Einsatz für Demokratie ist fortwährende Aufgabe

Gedenken an die Opfer von Krieg und Gewalt am Volkstrauertag

Die Südseite des Ehrenmals im Burgdorfer Stadtpark mit der Inschrift "Liebet den Frieden". Foto: Stefan Heinze
Die Südseite des Ehrenmals im Burgdorfer Stadtpark mit der Inschrift "Liebet den Frieden". Foto: Stefan Heinze

Die Superintendentin des Kirchenkreises, Sabine Preuschoff, hat in ihrer Ansprache zum Volkstrauertag 2018 an die Opfer von Krieg und Gewalt erinnert. Es "ist und bleibt es eine fortwährende Aufgabe, sich gegen Nationalismus, Rassismus und für die Demokratie und das friedliche Zusammenleben in einem gemeinsamen Europa einzusetzen", sagte Preuschoff während der Gedenkveranstaltung am Ehrenmal im Burgdorfer Stadtpark.

"Demokratie entspricht nach christlichem Verständnis der durch Gottes Schöpfung verliehenen Würde, Freiheit und Gleichheit aller Menschen. In ihrer Teilung, Begrenzung und gegenseitigen Kontrolle der Gewalten berücksichtigt sie die Fehlbarkeit der Menschen.

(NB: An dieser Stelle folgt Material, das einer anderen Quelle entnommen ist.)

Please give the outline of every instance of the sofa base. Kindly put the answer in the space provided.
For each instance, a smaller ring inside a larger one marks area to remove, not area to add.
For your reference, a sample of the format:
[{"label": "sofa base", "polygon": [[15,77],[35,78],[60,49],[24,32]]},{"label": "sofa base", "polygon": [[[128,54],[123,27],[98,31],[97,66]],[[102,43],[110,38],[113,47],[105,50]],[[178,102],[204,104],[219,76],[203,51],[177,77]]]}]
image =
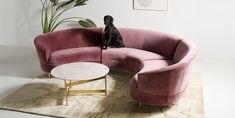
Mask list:
[{"label": "sofa base", "polygon": [[130,84],[130,96],[139,103],[152,105],[152,106],[168,106],[173,105],[178,102],[178,100],[183,96],[186,88],[181,92],[173,96],[162,96],[144,93],[138,90],[137,84],[134,78],[131,79]]}]

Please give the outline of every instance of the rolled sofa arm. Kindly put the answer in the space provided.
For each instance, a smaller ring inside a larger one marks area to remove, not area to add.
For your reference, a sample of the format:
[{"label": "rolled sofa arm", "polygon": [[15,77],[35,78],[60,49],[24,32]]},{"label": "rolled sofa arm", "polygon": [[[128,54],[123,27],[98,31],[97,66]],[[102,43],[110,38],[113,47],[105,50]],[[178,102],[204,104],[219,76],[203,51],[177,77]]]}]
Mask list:
[{"label": "rolled sofa arm", "polygon": [[190,64],[177,63],[171,66],[138,74],[137,86],[144,93],[174,96],[182,92],[188,84]]},{"label": "rolled sofa arm", "polygon": [[35,38],[34,45],[36,47],[40,62],[46,64],[49,61],[51,55],[51,48],[49,43],[46,41],[44,36],[39,35]]}]

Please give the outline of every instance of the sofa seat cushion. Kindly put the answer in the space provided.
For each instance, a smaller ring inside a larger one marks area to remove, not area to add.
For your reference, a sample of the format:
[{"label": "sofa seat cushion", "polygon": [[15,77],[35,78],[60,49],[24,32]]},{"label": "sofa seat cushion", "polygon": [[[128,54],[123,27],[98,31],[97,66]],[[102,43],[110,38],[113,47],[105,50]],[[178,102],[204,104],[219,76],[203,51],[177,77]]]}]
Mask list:
[{"label": "sofa seat cushion", "polygon": [[123,60],[126,58],[125,48],[103,49],[103,60]]},{"label": "sofa seat cushion", "polygon": [[160,54],[145,51],[145,50],[134,49],[134,48],[124,48],[124,50],[128,56],[137,58],[141,61],[167,59],[166,57],[164,57]]},{"label": "sofa seat cushion", "polygon": [[160,54],[134,48],[108,48],[103,50],[103,59],[122,60],[126,57],[136,58],[141,61],[167,59]]},{"label": "sofa seat cushion", "polygon": [[78,61],[100,61],[99,47],[79,47],[58,50],[51,53],[50,63],[58,66],[65,63]]},{"label": "sofa seat cushion", "polygon": [[139,73],[144,73],[147,71],[158,70],[169,65],[174,64],[172,60],[148,60],[143,61],[143,68]]}]

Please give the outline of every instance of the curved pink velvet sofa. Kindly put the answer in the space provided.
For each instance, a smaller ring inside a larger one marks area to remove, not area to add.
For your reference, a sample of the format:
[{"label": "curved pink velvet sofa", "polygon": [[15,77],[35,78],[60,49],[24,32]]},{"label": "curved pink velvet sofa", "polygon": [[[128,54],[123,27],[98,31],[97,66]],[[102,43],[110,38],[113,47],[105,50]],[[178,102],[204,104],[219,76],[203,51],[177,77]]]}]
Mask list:
[{"label": "curved pink velvet sofa", "polygon": [[[196,56],[190,41],[149,30],[119,28],[125,48],[103,50],[103,64],[134,72],[130,96],[138,102],[165,106],[183,95]],[[100,62],[102,28],[66,29],[39,35],[35,47],[41,68],[69,62]]]}]

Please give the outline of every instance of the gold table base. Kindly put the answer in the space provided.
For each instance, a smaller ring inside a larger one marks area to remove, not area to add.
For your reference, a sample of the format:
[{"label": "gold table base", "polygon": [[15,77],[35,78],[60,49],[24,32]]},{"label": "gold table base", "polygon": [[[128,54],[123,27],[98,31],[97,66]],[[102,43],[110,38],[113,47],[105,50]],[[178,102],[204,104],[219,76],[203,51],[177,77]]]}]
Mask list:
[{"label": "gold table base", "polygon": [[[71,90],[72,86],[79,85],[79,84],[84,84],[88,82],[93,82],[97,80],[105,80],[105,89],[97,89],[97,90]],[[69,81],[69,82],[67,82]],[[68,105],[68,96],[70,94],[80,94],[80,93],[105,93],[105,96],[107,95],[107,79],[106,75],[100,78],[96,79],[90,79],[90,80],[80,80],[80,81],[74,81],[72,82],[71,80],[64,80],[64,86],[65,86],[65,100],[66,100],[66,105]]]}]

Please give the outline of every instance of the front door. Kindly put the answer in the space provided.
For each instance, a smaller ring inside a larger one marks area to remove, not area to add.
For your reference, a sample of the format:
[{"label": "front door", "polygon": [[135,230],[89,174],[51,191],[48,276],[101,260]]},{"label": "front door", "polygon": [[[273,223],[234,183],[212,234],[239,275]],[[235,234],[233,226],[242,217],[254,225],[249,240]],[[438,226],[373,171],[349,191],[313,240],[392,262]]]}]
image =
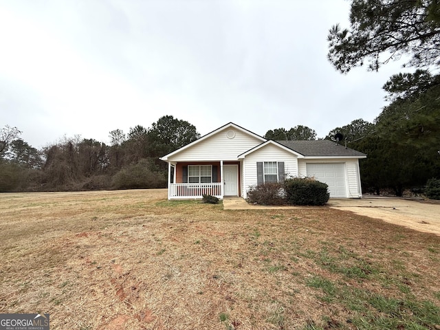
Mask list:
[{"label": "front door", "polygon": [[239,166],[223,165],[223,176],[225,184],[225,196],[238,196]]}]

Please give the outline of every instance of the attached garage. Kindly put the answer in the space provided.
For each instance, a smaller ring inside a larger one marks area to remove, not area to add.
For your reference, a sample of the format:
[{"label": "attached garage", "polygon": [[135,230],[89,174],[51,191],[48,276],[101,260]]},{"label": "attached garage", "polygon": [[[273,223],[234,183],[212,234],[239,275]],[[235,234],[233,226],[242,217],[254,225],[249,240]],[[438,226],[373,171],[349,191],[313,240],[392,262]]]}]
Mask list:
[{"label": "attached garage", "polygon": [[307,163],[307,177],[329,185],[331,197],[347,197],[345,163]]}]

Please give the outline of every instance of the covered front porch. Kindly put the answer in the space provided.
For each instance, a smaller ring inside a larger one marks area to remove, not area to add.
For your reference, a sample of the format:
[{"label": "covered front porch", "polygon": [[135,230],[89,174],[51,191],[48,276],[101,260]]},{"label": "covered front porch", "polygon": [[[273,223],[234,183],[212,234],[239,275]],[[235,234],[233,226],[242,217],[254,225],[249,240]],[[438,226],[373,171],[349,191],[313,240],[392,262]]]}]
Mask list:
[{"label": "covered front porch", "polygon": [[240,162],[168,162],[168,199],[240,196]]}]

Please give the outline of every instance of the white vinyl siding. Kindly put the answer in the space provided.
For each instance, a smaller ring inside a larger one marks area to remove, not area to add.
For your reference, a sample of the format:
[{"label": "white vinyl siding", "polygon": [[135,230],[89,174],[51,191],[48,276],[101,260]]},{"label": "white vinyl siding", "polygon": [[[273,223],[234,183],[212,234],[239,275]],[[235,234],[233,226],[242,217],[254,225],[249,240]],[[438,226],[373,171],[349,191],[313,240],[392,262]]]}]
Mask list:
[{"label": "white vinyl siding", "polygon": [[276,162],[263,163],[263,175],[265,182],[278,182],[278,164]]},{"label": "white vinyl siding", "polygon": [[[228,132],[230,131],[234,132],[233,138],[228,137]],[[261,142],[261,140],[245,132],[228,127],[200,141],[197,144],[197,147],[188,148],[170,156],[169,160],[171,162],[235,160],[239,155]]]},{"label": "white vinyl siding", "polygon": [[257,182],[256,163],[259,162],[283,162],[284,173],[287,177],[298,176],[298,159],[295,155],[276,146],[268,144],[248,155],[243,161],[241,195]]}]

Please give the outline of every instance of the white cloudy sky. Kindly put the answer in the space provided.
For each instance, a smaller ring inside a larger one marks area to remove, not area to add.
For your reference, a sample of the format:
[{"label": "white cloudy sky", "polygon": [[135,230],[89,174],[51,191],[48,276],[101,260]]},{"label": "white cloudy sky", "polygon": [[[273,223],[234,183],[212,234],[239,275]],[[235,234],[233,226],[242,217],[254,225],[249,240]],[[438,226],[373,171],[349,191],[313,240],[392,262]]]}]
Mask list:
[{"label": "white cloudy sky", "polygon": [[324,137],[386,104],[400,71],[347,75],[327,59],[346,0],[0,0],[0,126],[39,148],[108,142],[171,115],[204,135],[298,124]]}]

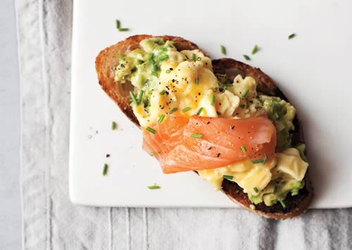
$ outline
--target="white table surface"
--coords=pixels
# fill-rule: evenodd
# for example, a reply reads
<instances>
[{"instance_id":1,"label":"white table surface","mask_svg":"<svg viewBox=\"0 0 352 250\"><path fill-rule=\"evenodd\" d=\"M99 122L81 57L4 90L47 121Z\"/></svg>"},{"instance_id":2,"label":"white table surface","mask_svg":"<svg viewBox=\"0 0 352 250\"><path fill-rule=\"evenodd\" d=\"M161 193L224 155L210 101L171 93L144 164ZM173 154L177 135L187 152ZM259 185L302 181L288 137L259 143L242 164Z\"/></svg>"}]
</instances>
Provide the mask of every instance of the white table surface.
<instances>
[{"instance_id":1,"label":"white table surface","mask_svg":"<svg viewBox=\"0 0 352 250\"><path fill-rule=\"evenodd\" d=\"M0 1L0 249L20 249L20 104L14 0Z\"/></svg>"}]
</instances>

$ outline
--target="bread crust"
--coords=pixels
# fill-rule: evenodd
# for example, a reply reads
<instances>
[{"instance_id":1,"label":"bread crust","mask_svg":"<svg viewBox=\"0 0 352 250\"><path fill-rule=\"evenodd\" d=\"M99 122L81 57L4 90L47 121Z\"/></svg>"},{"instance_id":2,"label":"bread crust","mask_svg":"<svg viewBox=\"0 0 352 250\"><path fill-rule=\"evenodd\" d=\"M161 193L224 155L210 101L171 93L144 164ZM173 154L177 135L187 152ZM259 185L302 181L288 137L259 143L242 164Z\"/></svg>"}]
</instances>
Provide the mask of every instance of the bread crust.
<instances>
[{"instance_id":1,"label":"bread crust","mask_svg":"<svg viewBox=\"0 0 352 250\"><path fill-rule=\"evenodd\" d=\"M96 70L98 75L99 83L103 90L118 104L121 111L139 127L139 123L134 115L130 105L130 90L133 87L130 82L118 84L114 80L114 67L118 64L120 54L125 56L130 51L139 48L139 42L146 38L162 38L164 41L170 40L177 50L199 49L194 43L182 37L168 35L151 36L149 35L134 35L119 42L101 51L96 59ZM251 76L253 77L258 85L258 90L265 94L279 96L287 101L287 99L276 86L274 81L264 73L260 68L251 67L246 63L232 58L221 58L213 60L213 68L215 73L226 74L230 80L241 74L242 77ZM294 120L295 133L294 143L303 142L303 132L301 123L298 118ZM287 219L298 215L305 212L313 198L313 189L309 180L308 173L305 176L305 187L299 191L298 195L291 196L288 195L284 200L286 209L278 203L272 206L267 206L263 203L256 205L256 209L250 208L251 204L247 194L235 182L224 180L222 191L233 201L239 204L243 208L252 213L259 214L270 219Z\"/></svg>"}]
</instances>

Sie ermöglicht die Freiheit jedes Einzelnen und das Zusammenleben aller. In einer so aufgewühlten Zeit wie heute braucht es auch uns als Bürgerinnen und Bürger, die für die Errungenschaften von Demokratie und Rechtsstaatlichkeit eintreten. Jeden Tag. An jedem Ort", sagte die Superintendentin.

Die Ansprache im vollen Wortlaut steht für Sie über den unten angefügten Link zum Download bereit.

Zu der Gedenkveranstaltung mit Kranzniederlegung hatte der Ortsverband Burgdorf des Volksbundes Deutsche Kriegsgräberfürsorge eingeladen.